And then I wrote a book.
And here we are.
Book launch day.
I sit here this morning looking at the downpour outside and feeling waves of gratitude wash over me. I am so, so grateful, and so filled with love.
And so, on this grey and rainy morning, a love letter or two.
Dear Key-Droppers,
I tried to acknowledge many of you in the book, either by thanking you at the end or quoting you within the text, but allow me to take another pass at it for good measure.
Since I could read, I have disappeared into other people’s stories. When I was younger, they were mostly works of fiction, but the occasional memoir would sneak its way in. I have always been drawn to storytellers speaking their truth, even when I refused to be one. Maybe because I refused to be one.
Anne Frank was one of my earliest key-droppers. I read her Diary over and over and over again when I was young. I learned from her that you can tell a story as big and as wide as the world even if it is trapped behind the tiny, hidden door of a secret annex.
Mother Maya Angelou’s I Know Why the Caged Bird Sings changed my life. Oprah Winfrey created the possibility in my mind that shamelessness was an option. Alice Walker and Azar Nafisi broke my heart. Elizabeth Gilbert changed my understanding of prayer and Joan Didion gave me a master class in resilience.
Glennon Doyle opened doors and then coaxed me through them. Jen Hatmaker made me feel less alone. Cheryl Strayed made me want to be braver and Anne Lamott made me want to be more honest. Nadia Bolz Weber re-framed the way I practice my faith and Matt Bays changed the way I understood redemption.
Carrie Fisher made me laugh, Ann Patchett made me cry, and Zora Neale Hurston made me do both at the same time. Amber Haines made me gasp and Shauna Niequist and Rachel Macy Stafford made me exhale. Jonathan Martin (who wrote my favorite book of the last six months) wrote about shipwrecks and rock bottoms so gorgeously I threw the book across the room and then wrote and wrote and wrote. Brené Brown made me want to be, well, Brené Brown.
Anna Whiston Donaldson, Katrina Willis, Cis White, Jessica Faith Kantrowitz… I could go on and on and on – because in some way, at some time – every one of them has opened a door for me.
Some of my favorite storytellers are lyricists. Those acknowledgments in the book reflect the soundtrack to writing it – every genre of music has its key-droppers.

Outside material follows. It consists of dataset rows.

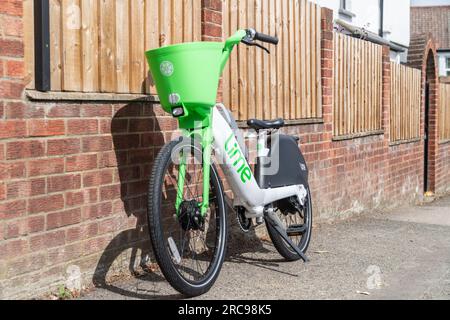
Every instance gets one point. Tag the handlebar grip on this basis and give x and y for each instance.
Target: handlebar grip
(266, 38)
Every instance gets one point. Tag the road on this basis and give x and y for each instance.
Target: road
(403, 254)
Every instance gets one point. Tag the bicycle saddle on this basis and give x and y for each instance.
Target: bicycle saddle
(265, 125)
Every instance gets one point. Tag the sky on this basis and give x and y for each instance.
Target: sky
(430, 2)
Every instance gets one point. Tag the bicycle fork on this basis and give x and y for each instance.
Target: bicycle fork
(206, 145)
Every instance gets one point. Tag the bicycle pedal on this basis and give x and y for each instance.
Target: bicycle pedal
(296, 230)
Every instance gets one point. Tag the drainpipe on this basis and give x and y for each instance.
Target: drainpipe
(381, 34)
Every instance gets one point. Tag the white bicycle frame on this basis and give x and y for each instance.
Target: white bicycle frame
(247, 192)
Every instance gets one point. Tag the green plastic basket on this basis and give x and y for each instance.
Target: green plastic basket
(187, 75)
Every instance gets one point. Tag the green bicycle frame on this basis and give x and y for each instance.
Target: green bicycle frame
(171, 74)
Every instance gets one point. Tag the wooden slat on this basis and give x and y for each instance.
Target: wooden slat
(137, 41)
(56, 63)
(71, 45)
(123, 45)
(151, 37)
(357, 86)
(289, 80)
(107, 36)
(405, 103)
(444, 112)
(90, 53)
(28, 39)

Truth-tellers, all. That’s how you drop a key, you know. You just show up and you tell the truth – because here is what they don’t tell you: The truth will set you free, but not just you. That’s the craziest part. Also me, and her, and him, and them. When someone tells their story – particularly a shame story – and offers it up, it unlocks the door for the people behind them.
Now, it’s possible for people in prisons with unlocked doors to stay trapped in them for years, I did. I witnessed Oprah’s shameless truth-telling in 1989, but it would be 25 years before I was ready to do the same. She carved out that space in the world for me though. I heard the ping of that key hitting the floor of my prison and I could not un-hear it.
Once a key is dropped, once a door is unlocked, whether the Beautiful Rowdies decide to walk through it is ultimately up to them. And while I may have sat, paralyzed in fear, looking at the light coming in through the cracks around that door for what felt like forever, I knew what direction to walk in when I became willing.
Oprah spoke about her abuse shamelessly, and then I knew it was an option. I couldn’t un-know that. Glennon and Anne and Nadia and Matt and others spoke about sobriety and it left that door open a crack- and a cracked door is an open door.
You key-droppers saved my life.
************************
Dear Beautiful Rowdies,
Maybe you are sitting in the deepest, blackest, dark. Maybe it’s the kind of darkness that consumes everything in its path. The thing about that kind of darkness is that it seems absolute. You can’t see anything or anyone else, and in the absence of evidence, we do the math that we’re alone and that there is no way out.
It’s a lie. It’s fake news. A really wise person once told me, “If there’s a name for what happened, you didn’t invent it.” If you didn’t invent it, it happened to someone else already. Someone else already did that thing or had that thing happen or survived that thing. If there’s a name for it, you are already at, me too.
And me too is the whole ballgame, loves. It really is.
So, you’re sitting in that dark despair or you’re looking at the light coming in around the door that seems like an invitation and a threat all rolled up in one- hang on. Both hands. Perhaps you aren’t ready to walk out of the prison built of your secrets, but maybe you can start listening for that little ‘ping’ that registers down deep in your soul when someone drops a key. If you listen hard enough, you’ll hear it.
Here’s mine. Here’s my key. It drops today. I hope you pick it up, sweet friends.
Love you so,
Laura
***********************
She Wrote it Down: How a Secret-keeper Became a Storyteller
Available on amazon.com TODAY!
Cori Olson says
I bought it today and the Forward made me cry. I wanted to say hello before I got to your words and work. Blessings and thanks for droping your key in so many places and for so many people. Love you!
Joanie Madsen says
Keeping the door of the heart cracked a wee bit, just enough to feel the sunlight and hope on the other side of it. Ping, a key, funny how as I age I worry so much more about “losing” my keys while out and about. Almost a panic kind of feeling if I’m not sure of where they are. Those keys can be replaced, yet the most important ones are still finding their way into my heart and will never be lost.
May you hear “your” ping dear Laura, because as you said, it cannot be un-heard now.
Your key has been released into the world and now the only thing to do is to trust that it will find its way to all in need. You will hear the craziest stories and maybe already have of how your book is landing in the hands and hearts of those in need who don’t even realize it yet. Count me in as one of those. 🙂
Hand in hand, Heart to heart,
XO Joanie
KB says
Congratulations on the release of your book!